Mr. Biden and the D.N.C. begin the general election period far behind President Trump and the Republican National Committee, which entered April with $244 million in the bank. Mr. Biden and the D.N.C. had a combined $57 million, after accounting for debts and the $18 million former Mayor Michael R. Bloomberg transferred to the party following the failure of his $1 billion campaign.

The agreement to raise funds together should help Mr. Biden accelerate his efforts to close that substantial gap. Until this week, he had been legally limited to soliciting checks for only $5,600. Now he can directly ask for more than 60 times that amount with almost all of it going to the party committee.

Some donors had been confused in recent weeks at the delay for setting up such an accord. Ultimately, the initial agreement is exclusively between the D.N.C. and the Biden campaign; the maximum contribution is likely to increase in the future as Democratic state parties are included.

In 2016, an early joint agreement between Hillary Clinton and the D.N.C. was the subject of controversy as supporters of Senator Bernie Sanders of Vermont complained that Mrs. Clinton was influencing the party through her financial support. Those residual feelings were one reason the D.N.C. and Mr. Biden avoided establishing such a pact until after Mr. Sanders had formally exited the race.

Ms. Cahill, an ally of the D.N.C. chairman, Tom Perez, since he worked with her in the office of Senator Edward M. Kennedy, ran the last Democratic presidential campaign against a Republican incumbent in the White House, when Mr. Kerry challenged President George W. Bush.

Mr. Biden’s campaign manager, Jennifer O’Malley Dillon, praised Ms. Cahill’s appointment to lead the party.

“Mary Beth’s experience running presidential campaigns and managing the kind of complex operation it takes to win a general election will be invaluable, and I am thrilled to have her as a partner in this fight,” Ms. O’Malley Dillon said.

In addition, Greg Schultz, Mr. Biden’s former campaign manager, has been dispatched as a liaison between the campaign and the D.N.C. for the general election. He was replaced by Ms. O’Malley Dillon in March.

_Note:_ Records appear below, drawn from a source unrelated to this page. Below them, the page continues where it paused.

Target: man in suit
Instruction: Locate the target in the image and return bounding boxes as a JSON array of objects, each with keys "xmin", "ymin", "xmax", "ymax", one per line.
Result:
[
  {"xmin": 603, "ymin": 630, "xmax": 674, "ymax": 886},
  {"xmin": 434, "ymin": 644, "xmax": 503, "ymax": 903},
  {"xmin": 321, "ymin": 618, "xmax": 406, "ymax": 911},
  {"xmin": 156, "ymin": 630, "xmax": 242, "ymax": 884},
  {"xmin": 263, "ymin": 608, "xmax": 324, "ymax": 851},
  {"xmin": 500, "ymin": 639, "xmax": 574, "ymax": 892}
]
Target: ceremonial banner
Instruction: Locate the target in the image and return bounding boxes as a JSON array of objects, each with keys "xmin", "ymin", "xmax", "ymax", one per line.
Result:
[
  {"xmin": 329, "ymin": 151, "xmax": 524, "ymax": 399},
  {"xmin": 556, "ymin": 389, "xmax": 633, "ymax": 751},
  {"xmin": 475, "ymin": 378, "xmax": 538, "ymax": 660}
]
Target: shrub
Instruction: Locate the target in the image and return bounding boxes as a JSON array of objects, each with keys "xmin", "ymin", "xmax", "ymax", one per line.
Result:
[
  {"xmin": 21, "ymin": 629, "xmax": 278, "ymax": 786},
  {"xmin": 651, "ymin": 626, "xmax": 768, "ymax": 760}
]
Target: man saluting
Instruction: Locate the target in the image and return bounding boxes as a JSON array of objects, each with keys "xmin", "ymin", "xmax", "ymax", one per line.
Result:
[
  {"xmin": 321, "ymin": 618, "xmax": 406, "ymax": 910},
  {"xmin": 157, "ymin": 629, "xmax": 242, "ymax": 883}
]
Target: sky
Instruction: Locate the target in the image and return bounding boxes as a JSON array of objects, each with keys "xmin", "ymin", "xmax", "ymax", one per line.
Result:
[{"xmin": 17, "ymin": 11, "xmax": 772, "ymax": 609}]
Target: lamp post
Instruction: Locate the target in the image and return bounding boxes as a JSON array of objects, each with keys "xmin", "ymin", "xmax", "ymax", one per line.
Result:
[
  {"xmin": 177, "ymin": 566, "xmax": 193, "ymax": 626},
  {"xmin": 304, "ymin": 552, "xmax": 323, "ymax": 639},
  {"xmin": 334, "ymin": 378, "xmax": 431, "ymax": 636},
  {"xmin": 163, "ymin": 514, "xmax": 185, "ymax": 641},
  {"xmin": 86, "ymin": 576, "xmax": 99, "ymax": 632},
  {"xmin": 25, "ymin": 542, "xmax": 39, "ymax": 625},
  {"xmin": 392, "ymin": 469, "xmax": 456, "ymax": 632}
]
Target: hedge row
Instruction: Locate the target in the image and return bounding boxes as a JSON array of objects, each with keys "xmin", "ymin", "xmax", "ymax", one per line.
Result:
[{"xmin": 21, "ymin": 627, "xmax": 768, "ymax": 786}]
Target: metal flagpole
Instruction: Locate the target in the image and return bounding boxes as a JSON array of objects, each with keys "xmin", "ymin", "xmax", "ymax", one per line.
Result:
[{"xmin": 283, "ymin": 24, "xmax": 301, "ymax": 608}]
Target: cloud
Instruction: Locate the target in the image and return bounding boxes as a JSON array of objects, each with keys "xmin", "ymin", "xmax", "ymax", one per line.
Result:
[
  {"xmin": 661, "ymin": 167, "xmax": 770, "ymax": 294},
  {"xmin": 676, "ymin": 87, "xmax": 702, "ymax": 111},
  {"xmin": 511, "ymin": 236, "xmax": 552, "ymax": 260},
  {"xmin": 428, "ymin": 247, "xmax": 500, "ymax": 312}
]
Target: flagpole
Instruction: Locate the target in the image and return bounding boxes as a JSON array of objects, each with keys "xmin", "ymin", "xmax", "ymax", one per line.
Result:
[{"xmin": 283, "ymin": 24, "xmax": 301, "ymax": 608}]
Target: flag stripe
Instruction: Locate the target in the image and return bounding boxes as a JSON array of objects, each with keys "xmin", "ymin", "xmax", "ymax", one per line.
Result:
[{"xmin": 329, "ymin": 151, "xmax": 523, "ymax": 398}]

Another looming organizational choice for the Biden campaign is whether to contract with a digital services firm called Hawkfish that was created by Mr. Bloomberg ahead of his presidential run. The firm has pitched itself to run much of the Biden campaign’s digital operations, rather than the campaign building out its own internal operation, according to people familiar with the matter.

Hawkfish has quickly become a flash point in the party. Several Democratic digital operatives have warned the Biden campaign publicly and privately against contracting with Hawkfish, arguing that the firm has limited political experience and that its lone big race — for Mr. Bloomberg — did not include any fund-raising or efforts to spend money efficiently. Both are major imperatives for the Biden campaign.

On the other side, the firm is promising access to large amounts of data it has collected and fresh know-how from a Silicon Valley team imported from outside the usual circle of politics.

Whether or not to use Hawkfish is a hot-button decision thrust onto the desk of Ms. O’Malley Dillon, though conversations with the firm predate her taking over the campaign.